Questa tipologia di abitazioni, d'altronde, nasce in zone geografiche come quelle del Nord Europa con climi e temperature molto diversi da quelli tipici del nostro Paese. Le condizioni termiche che caratterizzano la penisola italiana, quali inverni miti ma piovosi, alti tassi di umidità, estati lunghe e soleggiate, rappresentano una notevole fonte di stress per gli edifici, che diventa ancor più importante nelle località costiere. 

Tuttavia, le moderne case prefabbricate in legno sono preparate anche a questo tipo di sollecitazioni climatiche e, con qualche accorgimento in fase di costruzione, è possibile preservare l'integrità degli edifici difendendoli dagli attacchi degli agenti atmosferici più rovinosi

Escursioni termiche

La prima valutazione da fare è quella relativa alla zona in cui si intende costruire la propria casa in legno. L'Italia è caratterizzata da una ricca varietà di condizioni climatiche, che vanno dalle temperature più rigide nelle regioni montane, a quelle più miti e soleggiate nelle località mediterranee. Nel corso dell'anno inoltre, le temperature sono caratterizzate da forti escursioni termiche, con passaggi da inverni di intense nevicate, piogge abbondanti e grandinate a estati calde e torride con elevata siccità.

Per far fronte a questi sbalzi termici è necessario scegliere materiali isolanti con buona inerzia termica e dotare l'edificio di un cappotto esterno il cui spessore sarà proporzionale alla zona climatica d'appartenenza. Nel caso di località di mare il cappotto non dovrà essere di grande spessore, ma dovrà essere caratterizzato da una buona resistenza meccanica.  

Salsedine

Il nemico numero uno per gli edifici costruiti nelle località marittime è indubbiamente rappresentato dalla salsedine. L'azione corrosiva del salnitro, tuttavia, non è un pericolo solo per le case in legno, ma anche per quelle tradizionali in muratura, cui la salsedine causa il deterioramento di intonaci, vernici, finestre e rifiniture esterne in metallo.

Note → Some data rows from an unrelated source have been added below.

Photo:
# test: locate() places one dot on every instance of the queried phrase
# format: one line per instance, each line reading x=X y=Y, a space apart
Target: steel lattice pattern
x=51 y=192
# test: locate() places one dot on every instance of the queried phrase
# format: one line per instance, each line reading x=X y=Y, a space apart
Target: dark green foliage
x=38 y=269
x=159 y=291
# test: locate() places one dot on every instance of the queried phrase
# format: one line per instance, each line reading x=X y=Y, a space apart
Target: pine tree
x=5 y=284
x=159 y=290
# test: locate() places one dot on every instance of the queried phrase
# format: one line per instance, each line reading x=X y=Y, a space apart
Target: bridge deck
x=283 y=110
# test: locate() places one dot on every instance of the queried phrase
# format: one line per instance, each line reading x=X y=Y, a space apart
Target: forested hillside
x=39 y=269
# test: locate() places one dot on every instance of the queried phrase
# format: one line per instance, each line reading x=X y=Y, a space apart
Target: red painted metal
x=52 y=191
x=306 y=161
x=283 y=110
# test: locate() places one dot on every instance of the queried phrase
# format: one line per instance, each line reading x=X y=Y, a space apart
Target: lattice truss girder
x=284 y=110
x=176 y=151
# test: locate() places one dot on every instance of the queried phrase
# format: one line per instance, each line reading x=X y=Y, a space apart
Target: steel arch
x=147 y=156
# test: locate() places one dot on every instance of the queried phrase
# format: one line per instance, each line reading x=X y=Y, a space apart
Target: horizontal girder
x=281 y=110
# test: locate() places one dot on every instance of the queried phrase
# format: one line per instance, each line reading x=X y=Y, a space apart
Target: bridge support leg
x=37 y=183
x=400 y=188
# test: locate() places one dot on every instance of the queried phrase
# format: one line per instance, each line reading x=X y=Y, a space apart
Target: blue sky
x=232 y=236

(Il rivestimento esterno delle strutture in legno andrebbe ricoperto da un cappotto intonacato con prodotti idrorepellenti e traspirabili, resistenti agli sbalzi di temperatura, ai raggi UV e al dilavamento)

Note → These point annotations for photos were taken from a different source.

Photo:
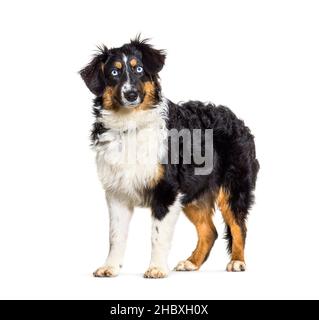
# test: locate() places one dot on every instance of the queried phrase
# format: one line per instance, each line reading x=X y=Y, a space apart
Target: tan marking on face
x=108 y=101
x=118 y=64
x=229 y=218
x=149 y=96
x=200 y=213
x=133 y=62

Per quanto riguarda le strutture in legno, il rivestimento esterno andrebbe ricoperto da un cappotto intonacato con prodotti idrorepellenti e molto traspirabili, resistenti agli sbalzi di temperatura, ai raggi UV e al dilavamento. L'intonaco, inoltre, dovrebbe ricoprire anche i punti sporgenti della gronda della copertura. 
Occhio anche ai serramenti esterni che, per resistere agli attacchi della salsedine, è preferibile siano in alluminio, così come persiane e tapparelle, mentre per i parapetti dei balconi è consigliabile una protezione in acciaio inox o, se in metallo, un'opportuna zincatura. 

Vento

La salsedine, unita al vento, rappresenta un agente corrosivo estremamente rovinoso per gli esterni degli edifici. Ma quando si parla di case in legno, la prima domanda che ci si pone è se una struttura leggera come quella di un prefabbricato sia in grado di resistere alla forza meccanica di eventi quali bufere e trombe d'aria.
In realtà tali preoccupazioni sono immotivate, in quanto gli edifici in legno sono case a tutti gli effetti, progettate per resistere a sollecitazioni importanti come terremoti e, appunto, forti venti.

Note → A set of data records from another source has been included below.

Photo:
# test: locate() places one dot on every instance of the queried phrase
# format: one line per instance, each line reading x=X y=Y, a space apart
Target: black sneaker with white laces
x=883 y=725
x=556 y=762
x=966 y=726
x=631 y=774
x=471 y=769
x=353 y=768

Il legno è un materiale molto elastico che, se combinato con gli adeguati elementi costruttivi, rende il manufatto praticamente indistruttibile. Le case di questo tipo sono ancorate al terreno da una platea in cemento armato, su cui in fase di montaggio vengono imbullonati staffe e tasselli in acciaio zincato. Le pareti, se pur leggere, hanno la caratteristica di essere molto resistenti, grazie alla struttura a pannelli incrociati e l'utilizzo di staffe tiranti in acciaio e boccole filettanti inserite nel corpo della parete. 

(Fissaggi a terra di una casa in  legno)

Sul mercato esistono delle buone soluzioni standard, ma in casi particolari, come la presenza di zone particolarmente ventose, è possibile intervenire già in fase progettuale per evitare qualsiasi inconveniente. Ad esempio si possono prevedere controventamenti, aumentare il numero e le dimensioni degli ancoraggi e preferire l'utilizzo di pannelli X-Lam, che rendono gli edifici ancor più solidi e resistenti.